En coulisses, de nombreuses personnalités se pressaient pour la saluer et la féliciter, dont le créateur britannique Paul Smith, le chanteur américain Usher et la star de Gossip Girl Ed Westwick.

Véronique Nichanian a annoncé son départ en octobre. «C'est ma décision d'arrêter, de faire autre chose», assure-t-elle. À savoir, prendre plus de temps pour elle, notamment pour «réaliser un rêve de longue date»: passer plusieurs mois au Japon, confiait-elle à l'époque au Figaro.

Si la styliste quitte la direction artistique des collections homme, elle ne s'éloigne pas pour autant d'Hermès. «Je reste sur la soie et le cuir masculin, mais j'arrête le prêt-à-porter et c'est tout un pan de ma vie», explique-t-elle.

«Clins d'œil»

Pour cette ultime présentation, Véronique Nichanian n'a pas souhaité déroger à sa méthode. «Cette dernière collection, c'était une collection comme les autres», présente-t-elle.

«Mais juste en clin d'œil, j'ai mis des passages de différentes collections, avec des tenues de 1991, 2001, 2010... Pour prouver combien les vêtements d'Hermès sont intemporels.

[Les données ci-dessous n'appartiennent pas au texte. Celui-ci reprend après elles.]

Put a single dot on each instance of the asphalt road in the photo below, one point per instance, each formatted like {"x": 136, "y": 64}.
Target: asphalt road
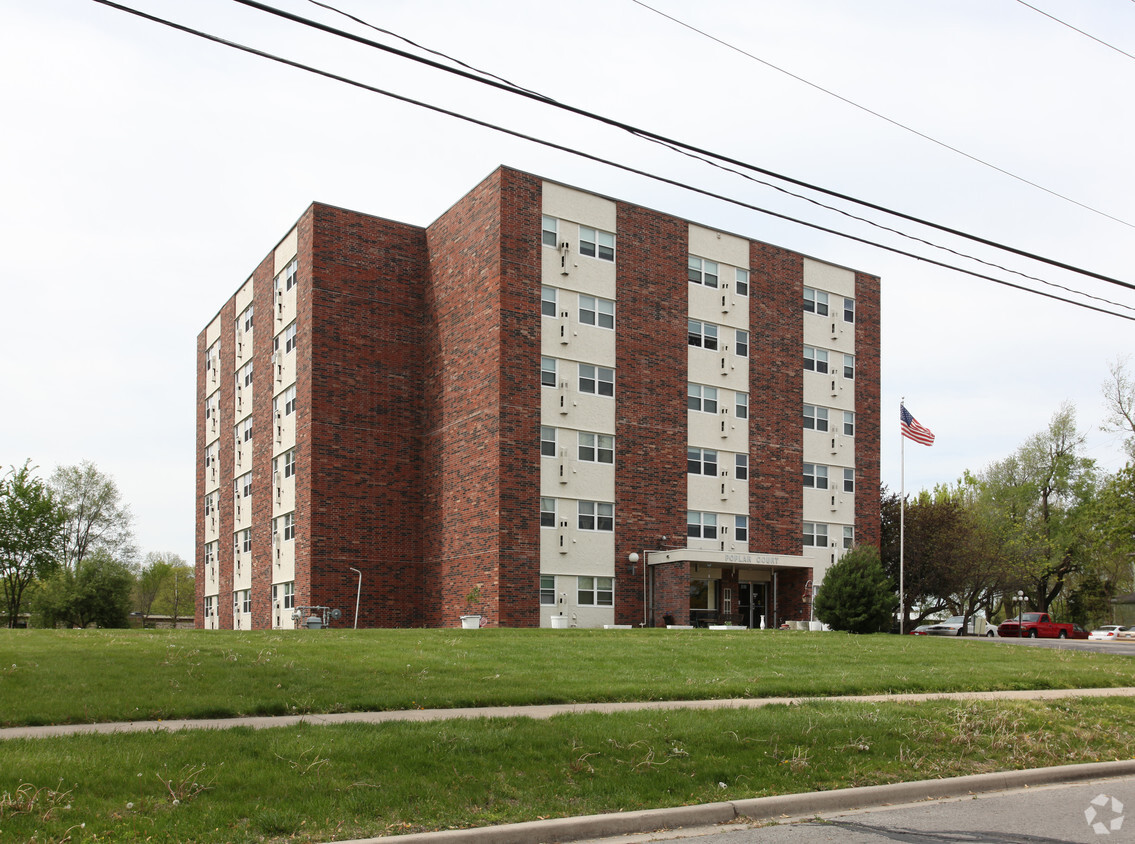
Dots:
{"x": 1045, "y": 815}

Ils sont faits pour aujourd'hui et pour toujours».

Pantalons droits en cuir, parkas à capuche en peau lainée, blousons droits en feutre de laine, vestes en crocodile, pulls en cachemire ou encore costumes en flanelle composent ce nouveau vestiaire.

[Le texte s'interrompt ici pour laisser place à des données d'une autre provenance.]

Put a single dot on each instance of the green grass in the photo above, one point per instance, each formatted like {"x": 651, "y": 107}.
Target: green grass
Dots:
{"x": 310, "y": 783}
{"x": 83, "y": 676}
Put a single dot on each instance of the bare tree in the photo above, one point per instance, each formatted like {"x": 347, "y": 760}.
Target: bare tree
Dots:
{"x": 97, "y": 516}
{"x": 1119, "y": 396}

Le tout dans une palette très monochrome de noir, gris, beige ou taupe, relevée parfois d'éclats de couleurs: du jaune moutarde sur une parka ou du rose vif dans la doublure d'un blouson.

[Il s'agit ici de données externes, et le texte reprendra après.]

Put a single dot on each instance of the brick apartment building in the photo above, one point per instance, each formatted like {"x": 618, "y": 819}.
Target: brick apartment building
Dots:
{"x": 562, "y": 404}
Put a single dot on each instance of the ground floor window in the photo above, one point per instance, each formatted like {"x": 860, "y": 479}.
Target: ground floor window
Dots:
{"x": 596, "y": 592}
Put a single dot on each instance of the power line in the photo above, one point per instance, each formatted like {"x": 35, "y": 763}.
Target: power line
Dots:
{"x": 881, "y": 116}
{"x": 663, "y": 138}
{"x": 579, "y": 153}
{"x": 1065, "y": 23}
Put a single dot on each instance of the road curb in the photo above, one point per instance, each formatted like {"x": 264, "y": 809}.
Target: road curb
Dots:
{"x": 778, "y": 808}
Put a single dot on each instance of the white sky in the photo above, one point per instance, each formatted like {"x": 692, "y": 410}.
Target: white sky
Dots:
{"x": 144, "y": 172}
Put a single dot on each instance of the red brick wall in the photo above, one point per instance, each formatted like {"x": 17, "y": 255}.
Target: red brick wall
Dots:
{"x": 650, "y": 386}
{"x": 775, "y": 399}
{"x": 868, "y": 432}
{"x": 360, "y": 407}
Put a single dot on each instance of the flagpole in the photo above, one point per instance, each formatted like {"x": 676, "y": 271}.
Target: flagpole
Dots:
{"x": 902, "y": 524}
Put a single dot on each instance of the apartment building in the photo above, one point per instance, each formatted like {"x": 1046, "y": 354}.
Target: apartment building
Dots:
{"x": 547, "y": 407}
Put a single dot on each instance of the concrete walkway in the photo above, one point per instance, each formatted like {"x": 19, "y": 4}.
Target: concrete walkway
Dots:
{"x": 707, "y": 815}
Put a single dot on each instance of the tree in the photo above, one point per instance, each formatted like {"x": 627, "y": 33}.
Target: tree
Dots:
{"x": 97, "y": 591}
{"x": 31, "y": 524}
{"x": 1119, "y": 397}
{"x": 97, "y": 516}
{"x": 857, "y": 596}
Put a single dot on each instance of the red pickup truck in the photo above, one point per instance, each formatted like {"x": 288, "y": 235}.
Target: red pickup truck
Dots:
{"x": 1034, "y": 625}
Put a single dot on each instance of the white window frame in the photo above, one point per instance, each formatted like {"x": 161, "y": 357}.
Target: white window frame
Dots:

Une fois le final passé, la créatrice a fait un dernier tour de piste, acclamée par les quelques centaines d'invités tous debout, tandis que des écrans géants diffusaient ses anciens défilés.

«Pas difficile»

Rare femme à s'imposer dans l'univers de la mode masculine, Véronique Nichanian assure que cela «n'a pas été difficile».

De Nino Cerruti, qui l'a recrutée à la sortie de l'école, à Jean‑Louis Dumas, qui la fait venir chez Hermès en 1988, elle dit avoir croisé «des hommes intelligents qui ont vu un créateur au lieu de se dire, c'est une femme ou c'est un homme.»

La Britannique d'origine jamaïcaine Grace Wales Bonner a été nommée quelques jours après l'annonce de son départ pour lui succéder.

Elle présentera sa première collection en janvier 2027. Celle de juin sera préparée par les studios de création interne.

«Je lui souhaite le meilleur pour l'avenir», a dit Véronique Nichanian, précisant qu'elles ne s'étaient pas encore rencontrées.

Les collections femme Hermès restent dirigées par Nadège Vanhée-Cybulski, à la tête de la ligne depuis 2014.

Ce changement prend place dans un vaste mercato des directeurs artistiques, chez Chanel, Dior ou Gucci, alors que le marché du luxe fait face à des défis économiques et commerciaux.

Hermès ne connaît pas la crise. La maison française dont la publication des résultats annuels est attendue le 12 février, a vu son chiffre d'affaires croître de 6,3% sur les neuf premiers mois de 2025, à 11,9 milliards d'euros.

L'an passé, le groupe de luxe a investi plus d'un milliard d'euros, avec notamment l'ouverture d'une 25ᵉ maroquinerie en France. Hermès prévoit d'en ouvrir trois autres dans le pays au cours des trois prochaines années.

Dans ce contexte, le directeur général Finances, Eric du Halgouët, a confirmé en octobre que le projet de se lancer dans la haute couture était "bien en cours de préparation", mais pas «avant 2027 au plus tôt».